Cette vaste et respectable majorité des non-astronomes, le peu qu’elle sait d’astronomie, elle ne le sait pas de science exacte et autonome, mais par information, par foi humaine ou encore par science malingre, inadéquate et « hétéronome ». La plus lucide intelligence du monde, prenons celle de Jacques Maritain, parle en toute simplicité de la sagesse de Galilée, des maladresses du Saint-Office, sans se rendre compte que la vérité « scientifique » du mouvement diurne de la Terre n’a pu venir à sa connaissance qu’au niveau collégial d’une science « hétéronome », recueillie et transmise par l’information.
Ici se dessine un problème philosophique intéressant, et même indispensable à la compréhension des équivoques tissées autour du « cas Galilée ». Le mouvement diurne de la planète Terre serait-il aujourd’huiune simple donnée du consensus général, un savoir réellement « hétéronome » de pure information, ou serait-il devenu une donnée du sens commun et, partant, sous un certain rapport, beaucoup plus dense que de la simple information ?

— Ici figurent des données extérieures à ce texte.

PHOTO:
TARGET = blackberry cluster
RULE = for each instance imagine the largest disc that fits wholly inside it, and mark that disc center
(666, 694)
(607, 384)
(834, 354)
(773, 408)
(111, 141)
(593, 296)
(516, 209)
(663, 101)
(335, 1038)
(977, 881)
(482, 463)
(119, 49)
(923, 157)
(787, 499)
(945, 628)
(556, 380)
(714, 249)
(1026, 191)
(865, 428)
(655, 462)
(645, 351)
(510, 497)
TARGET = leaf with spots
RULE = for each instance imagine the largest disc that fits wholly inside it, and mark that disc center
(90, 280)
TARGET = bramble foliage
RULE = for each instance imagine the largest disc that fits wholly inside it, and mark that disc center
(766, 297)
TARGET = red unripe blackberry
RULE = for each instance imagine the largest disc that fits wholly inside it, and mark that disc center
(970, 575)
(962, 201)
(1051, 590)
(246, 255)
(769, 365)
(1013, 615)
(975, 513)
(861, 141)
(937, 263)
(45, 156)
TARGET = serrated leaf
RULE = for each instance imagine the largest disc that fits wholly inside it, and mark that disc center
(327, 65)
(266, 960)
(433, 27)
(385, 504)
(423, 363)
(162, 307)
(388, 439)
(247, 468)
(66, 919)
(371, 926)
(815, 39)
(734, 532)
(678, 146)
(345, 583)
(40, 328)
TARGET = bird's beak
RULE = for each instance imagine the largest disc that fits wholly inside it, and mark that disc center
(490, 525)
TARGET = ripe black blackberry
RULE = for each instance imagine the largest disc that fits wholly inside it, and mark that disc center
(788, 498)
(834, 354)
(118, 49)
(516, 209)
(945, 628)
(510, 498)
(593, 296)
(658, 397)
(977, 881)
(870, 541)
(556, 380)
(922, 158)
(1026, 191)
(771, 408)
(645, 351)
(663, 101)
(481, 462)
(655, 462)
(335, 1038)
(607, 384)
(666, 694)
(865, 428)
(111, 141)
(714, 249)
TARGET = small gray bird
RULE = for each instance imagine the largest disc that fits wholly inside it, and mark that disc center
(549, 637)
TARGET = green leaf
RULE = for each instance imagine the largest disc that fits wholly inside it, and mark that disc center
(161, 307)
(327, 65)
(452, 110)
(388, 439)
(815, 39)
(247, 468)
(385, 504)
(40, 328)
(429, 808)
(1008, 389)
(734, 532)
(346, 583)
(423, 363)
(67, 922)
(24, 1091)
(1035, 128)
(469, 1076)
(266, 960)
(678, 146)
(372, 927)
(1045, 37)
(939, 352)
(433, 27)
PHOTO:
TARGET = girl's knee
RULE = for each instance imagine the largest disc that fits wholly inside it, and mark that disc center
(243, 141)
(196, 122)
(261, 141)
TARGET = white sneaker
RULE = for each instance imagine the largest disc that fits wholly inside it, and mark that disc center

Respondeo dicendum que, au temps de Galilée et de Copernic, la rotation de la Terre constituait une donnée de théorie interprétative, sans preuve physique pour les propres auteurs et défenseurs de l’idée, qui abusaient de leurs dons intuitifs, divinatoires, ou de leurs facultés oniriques, lorsqu’ils nous présentaient la chose comme physiquement établie. Galilée en vint à dire, sans que rien ne l’y eût autorisé, qu’il le « sentait », ce mouvement de la Terre, comme s’il l’avait touché de ses mains. Le glorieux Florentin, en l’occurrence, forçait ses talents et versait dans la fraude épistémologique. Et qu’on ne vienne pas me dire ici – pour l’amour de Dieu et des vérités mineures – que l’avenir donna raison à Galilée en prouvant la vérité de son affirmation. Non, mille fois non ! L’honneur et la dignité du scientifique ne consistent pas à agiter des intuitions dont les autres, plus tard, apporteront une preuve adéquate au degré du savoir considéré. L’honneur et la dignité de la science ne consistent pas à emporter le gros lot comme dans un tirage au sort qui décide seulement après coup de la justesse du choix : ils consistent essentiellement à donner les raisons de celui qui affirme, et à démontrer ce qu’il dit par des voies adéquates au domaine considéré.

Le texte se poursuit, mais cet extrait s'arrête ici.